Rajoy y Sánchez como constatación de un régimen partidocrático

5 de septiembre de 2016

El conocido artículo 16 de la Declaración de los Derechos del Hombre y del Ciudadano aprobado por la Asamblea Nacional Constituyente un mes de agosto de 1789 constató que “una sociedad en la que la garantía de los derechos no está asegurada, ni la separación de poderes determinada, no tiene Constitución”, aserción perfectamente extrapolable al régimen político español. Si una ley orgánica puede violar un principio constitucional, como ha ocurrido desde 1985 con la independencia del Poder Judicial, es que el texto que lo garantiza no sirve para aquello que fue concebido o, según los revolucionarios franceses, ni siquiera puede considerarse una constitución.

Sin embargo, la falta de garantías democráticas de la Constitución del 78 no proviene exclusivamente de su incapacidad para imponer la independencia del Poder Judicial, como reza su artículo 117, sino que también falla en otra cuestión de importancia capital. El régimen político español, en contra de lo que se cree, no es parlamentario sino partidocrático porque adolece de la ausencia de su principio esencial, el representativo.

Una prueba más de ello, para aquellos cuya ignorancia o cinismo todavía superan la impúdica evidencia, es que España se encuentra sin gobierno, tras dos elecciones generales y ocho meses de parálisis normativa y presupuestaria, sencillamente porque los dos jefes de los partidos hegemónicos, sin apoyo parlamentario suficiente, tienen cogidos por las listas a sus empleados, que ocupan los escaños y cobran puntualmente a cambio de renunciar a la libertad, travistiendo su verdadera función de representar a sus votantes con la de servir de voz canina a sus auténticos amos.
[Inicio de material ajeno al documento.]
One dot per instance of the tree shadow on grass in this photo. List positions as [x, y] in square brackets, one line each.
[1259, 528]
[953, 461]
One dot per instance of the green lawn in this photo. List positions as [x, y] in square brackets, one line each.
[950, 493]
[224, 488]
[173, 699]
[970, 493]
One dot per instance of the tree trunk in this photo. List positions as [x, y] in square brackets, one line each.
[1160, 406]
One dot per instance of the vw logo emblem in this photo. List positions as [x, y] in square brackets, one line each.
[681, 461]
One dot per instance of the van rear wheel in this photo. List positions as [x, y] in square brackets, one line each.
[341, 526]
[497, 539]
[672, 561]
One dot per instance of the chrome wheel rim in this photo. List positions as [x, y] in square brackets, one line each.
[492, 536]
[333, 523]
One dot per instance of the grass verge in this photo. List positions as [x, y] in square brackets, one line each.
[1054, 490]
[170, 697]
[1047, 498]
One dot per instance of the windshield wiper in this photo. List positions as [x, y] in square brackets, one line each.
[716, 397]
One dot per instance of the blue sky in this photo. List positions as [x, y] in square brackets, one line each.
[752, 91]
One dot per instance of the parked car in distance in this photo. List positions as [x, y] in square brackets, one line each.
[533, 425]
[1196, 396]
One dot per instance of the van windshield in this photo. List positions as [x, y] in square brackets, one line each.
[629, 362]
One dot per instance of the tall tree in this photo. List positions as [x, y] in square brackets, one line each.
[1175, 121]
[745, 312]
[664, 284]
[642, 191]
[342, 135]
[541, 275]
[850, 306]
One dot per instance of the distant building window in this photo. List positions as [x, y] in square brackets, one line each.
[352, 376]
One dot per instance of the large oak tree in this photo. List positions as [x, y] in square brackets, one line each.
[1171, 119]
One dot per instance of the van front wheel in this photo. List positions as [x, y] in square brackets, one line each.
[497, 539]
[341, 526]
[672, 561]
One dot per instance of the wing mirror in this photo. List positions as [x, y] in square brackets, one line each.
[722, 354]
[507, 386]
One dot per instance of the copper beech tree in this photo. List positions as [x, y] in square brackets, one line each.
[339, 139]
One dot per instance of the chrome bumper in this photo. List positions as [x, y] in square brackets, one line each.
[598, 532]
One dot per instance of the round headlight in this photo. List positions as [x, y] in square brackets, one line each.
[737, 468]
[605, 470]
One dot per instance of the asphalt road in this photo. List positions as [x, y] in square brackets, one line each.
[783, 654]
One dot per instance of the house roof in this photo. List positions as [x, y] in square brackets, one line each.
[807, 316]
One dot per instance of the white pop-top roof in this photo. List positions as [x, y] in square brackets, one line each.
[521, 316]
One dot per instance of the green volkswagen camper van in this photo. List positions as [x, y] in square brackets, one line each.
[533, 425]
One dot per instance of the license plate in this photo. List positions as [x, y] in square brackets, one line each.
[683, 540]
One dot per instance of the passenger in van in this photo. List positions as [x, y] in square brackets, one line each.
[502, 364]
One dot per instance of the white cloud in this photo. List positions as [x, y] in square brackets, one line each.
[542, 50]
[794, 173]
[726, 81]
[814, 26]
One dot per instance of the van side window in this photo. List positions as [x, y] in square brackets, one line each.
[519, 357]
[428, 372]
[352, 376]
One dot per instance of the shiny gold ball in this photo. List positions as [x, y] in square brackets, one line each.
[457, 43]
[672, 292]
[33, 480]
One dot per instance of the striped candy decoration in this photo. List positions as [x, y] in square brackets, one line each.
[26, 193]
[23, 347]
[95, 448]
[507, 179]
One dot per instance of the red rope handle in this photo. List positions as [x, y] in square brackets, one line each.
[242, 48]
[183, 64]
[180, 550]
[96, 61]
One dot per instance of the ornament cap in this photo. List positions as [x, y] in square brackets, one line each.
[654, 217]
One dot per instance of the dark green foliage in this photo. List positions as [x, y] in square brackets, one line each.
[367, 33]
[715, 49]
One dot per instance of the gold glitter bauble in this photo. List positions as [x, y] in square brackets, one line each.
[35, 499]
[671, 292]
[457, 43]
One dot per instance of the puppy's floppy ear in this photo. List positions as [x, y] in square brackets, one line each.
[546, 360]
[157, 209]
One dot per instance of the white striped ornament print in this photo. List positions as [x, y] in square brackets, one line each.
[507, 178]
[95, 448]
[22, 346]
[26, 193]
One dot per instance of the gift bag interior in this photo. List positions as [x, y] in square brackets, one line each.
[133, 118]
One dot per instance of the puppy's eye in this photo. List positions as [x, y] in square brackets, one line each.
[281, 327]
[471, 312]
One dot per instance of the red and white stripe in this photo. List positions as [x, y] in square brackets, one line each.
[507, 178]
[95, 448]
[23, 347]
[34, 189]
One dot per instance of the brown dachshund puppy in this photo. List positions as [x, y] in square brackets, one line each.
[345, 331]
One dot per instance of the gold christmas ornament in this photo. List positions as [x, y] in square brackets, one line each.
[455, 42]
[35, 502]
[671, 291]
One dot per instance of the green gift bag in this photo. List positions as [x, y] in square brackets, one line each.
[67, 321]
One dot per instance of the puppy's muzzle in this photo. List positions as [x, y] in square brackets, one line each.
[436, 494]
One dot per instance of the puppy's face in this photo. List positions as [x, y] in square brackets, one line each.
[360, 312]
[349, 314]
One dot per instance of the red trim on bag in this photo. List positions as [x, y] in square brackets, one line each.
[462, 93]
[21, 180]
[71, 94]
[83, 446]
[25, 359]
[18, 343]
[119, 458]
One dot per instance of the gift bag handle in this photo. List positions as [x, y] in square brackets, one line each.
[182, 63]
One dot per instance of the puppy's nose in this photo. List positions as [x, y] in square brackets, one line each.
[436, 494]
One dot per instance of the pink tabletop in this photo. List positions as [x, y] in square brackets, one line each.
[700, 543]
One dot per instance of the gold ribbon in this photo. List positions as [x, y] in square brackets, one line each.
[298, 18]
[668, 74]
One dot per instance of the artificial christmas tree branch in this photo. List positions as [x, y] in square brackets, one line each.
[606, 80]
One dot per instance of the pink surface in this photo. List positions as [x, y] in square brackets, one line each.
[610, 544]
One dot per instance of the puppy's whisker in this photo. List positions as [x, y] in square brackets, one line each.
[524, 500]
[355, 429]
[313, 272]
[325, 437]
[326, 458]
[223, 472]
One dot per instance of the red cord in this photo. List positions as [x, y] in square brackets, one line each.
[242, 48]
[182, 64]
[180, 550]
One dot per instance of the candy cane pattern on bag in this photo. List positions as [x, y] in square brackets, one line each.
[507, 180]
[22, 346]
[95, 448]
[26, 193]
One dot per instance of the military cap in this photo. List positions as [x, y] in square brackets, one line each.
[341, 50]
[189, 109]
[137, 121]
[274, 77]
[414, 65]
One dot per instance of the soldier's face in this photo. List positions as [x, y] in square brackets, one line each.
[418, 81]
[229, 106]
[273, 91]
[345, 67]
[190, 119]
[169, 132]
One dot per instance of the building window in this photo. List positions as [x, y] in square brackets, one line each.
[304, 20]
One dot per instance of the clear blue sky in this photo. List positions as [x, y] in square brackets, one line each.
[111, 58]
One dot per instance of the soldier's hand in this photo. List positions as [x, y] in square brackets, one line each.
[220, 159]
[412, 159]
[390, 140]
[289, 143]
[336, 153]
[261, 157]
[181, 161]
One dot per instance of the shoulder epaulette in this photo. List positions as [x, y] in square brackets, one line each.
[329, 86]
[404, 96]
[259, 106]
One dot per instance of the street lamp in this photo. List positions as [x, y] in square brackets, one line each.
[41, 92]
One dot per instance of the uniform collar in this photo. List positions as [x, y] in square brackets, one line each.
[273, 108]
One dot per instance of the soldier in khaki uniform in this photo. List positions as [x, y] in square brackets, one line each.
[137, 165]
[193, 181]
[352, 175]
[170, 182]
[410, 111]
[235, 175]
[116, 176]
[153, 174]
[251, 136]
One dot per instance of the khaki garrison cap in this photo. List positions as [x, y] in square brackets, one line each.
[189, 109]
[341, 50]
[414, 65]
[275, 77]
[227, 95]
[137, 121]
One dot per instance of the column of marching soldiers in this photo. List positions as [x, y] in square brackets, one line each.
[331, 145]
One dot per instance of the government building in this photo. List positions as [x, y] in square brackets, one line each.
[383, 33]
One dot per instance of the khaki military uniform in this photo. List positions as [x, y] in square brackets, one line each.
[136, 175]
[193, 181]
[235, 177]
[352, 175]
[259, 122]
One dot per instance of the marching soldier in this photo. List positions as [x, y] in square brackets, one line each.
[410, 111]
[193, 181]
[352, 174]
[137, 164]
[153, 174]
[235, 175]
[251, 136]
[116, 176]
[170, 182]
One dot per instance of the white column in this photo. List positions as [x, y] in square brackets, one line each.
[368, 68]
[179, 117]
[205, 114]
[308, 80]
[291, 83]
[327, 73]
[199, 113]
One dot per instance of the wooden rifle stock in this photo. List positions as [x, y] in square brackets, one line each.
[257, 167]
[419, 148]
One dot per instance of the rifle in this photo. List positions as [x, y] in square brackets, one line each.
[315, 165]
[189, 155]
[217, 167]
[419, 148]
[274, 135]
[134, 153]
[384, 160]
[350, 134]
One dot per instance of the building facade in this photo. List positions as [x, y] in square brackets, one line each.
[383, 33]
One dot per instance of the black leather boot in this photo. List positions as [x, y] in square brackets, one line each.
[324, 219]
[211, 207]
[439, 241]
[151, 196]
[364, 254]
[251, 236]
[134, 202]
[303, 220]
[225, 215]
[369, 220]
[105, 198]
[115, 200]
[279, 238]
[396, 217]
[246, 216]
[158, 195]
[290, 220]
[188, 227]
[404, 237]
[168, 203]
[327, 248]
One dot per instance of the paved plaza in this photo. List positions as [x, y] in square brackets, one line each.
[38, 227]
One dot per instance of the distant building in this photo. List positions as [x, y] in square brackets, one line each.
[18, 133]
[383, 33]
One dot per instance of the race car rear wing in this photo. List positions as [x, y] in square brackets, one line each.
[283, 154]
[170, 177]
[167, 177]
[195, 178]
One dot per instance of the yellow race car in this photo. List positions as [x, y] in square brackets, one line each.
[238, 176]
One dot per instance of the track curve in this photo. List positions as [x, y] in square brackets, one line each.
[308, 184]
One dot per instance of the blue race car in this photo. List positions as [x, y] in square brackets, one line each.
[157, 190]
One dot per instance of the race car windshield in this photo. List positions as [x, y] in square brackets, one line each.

O, ¿acaso puede interpretarse como un reflejo de democracia representativa que estos dos jefes de partido, cuya popularidad repta por los suelos y cuyos votantes desean, en un caso, dejar gobernar con la abstención al partido ganador y, en el otro, cambiar de candidato si es preciso para formar gobierno y no repetir elecciones, no hayan encontrado una sola voz discordante entre sus filas del Congreso? Tanto los diputados de uno como del otro partido son conscientes de los beneficios que supondría destituir a ambos jefes y, sin embargo, ninguno tiene las agallas suficientes para arriesgarse a votar en una investidura de acuerdo a lo que él piensa y sus votantes desean. Porque en una partidocracia, para quedar apartado de la fuente que colma las necesidades vitales de cada diputado lo fundamental no es incumplir promesas electorales o actuar en contra de los intereses del votante, sino morder la mano que les da de comer al incluirlos en las listas de partido. El solo hecho de que la investidura se votara en secreto modificaría sustancialmente su resultado.

Jamás se me ocurriría pedir, como oigo y leo con suma desesperación en muchos medios de comunicación, un acto de grandeza a quienes se encuentran en la cúspide del poder. Conozco demasiado bien la naturaleza del mismo como para ser tan ingenuo. Si cualquiera de los dos jefes acabara cediendo habría sido un minuto antes de ser desplazados por circunstancias extremas como el miedo de los barones socialistas a perder sus feudos o una revuelta en el PP como consecuencia de un convencimiento absoluto de estar en la inmediaciones del abismo.

Cegado por la libido del poder, el poderoso es incapaz de ver más allá de sus intereses personales. Por esa razón, los sistemas democráticos se diferencian de los que no lo son por las garantías establecidas constitucionalmente para que no se produzcan situaciones de abuso de poder como las que estamos viviendo. Al no disponer de ellas en España, es perentorio que los ciudadanos tomen la iniciativa exigiendo la aplicación de las reformas necesarias que, desconfiando por principio del poder, les devuelvan lo que erróneamente se llama soberanía y en realidad consiste en disponer de libertad política. Y que, naturalmente, sólo se logrará suscitando el interés de un partido que lo tome por bandera para acceder al Estado.

Todo cuanto se escriba respecto a esta cuestión que no parta de esta base empírica puede servir para aliviar la conciencia del lector respecto a la condición humana. Pero no le devolverá la libertad.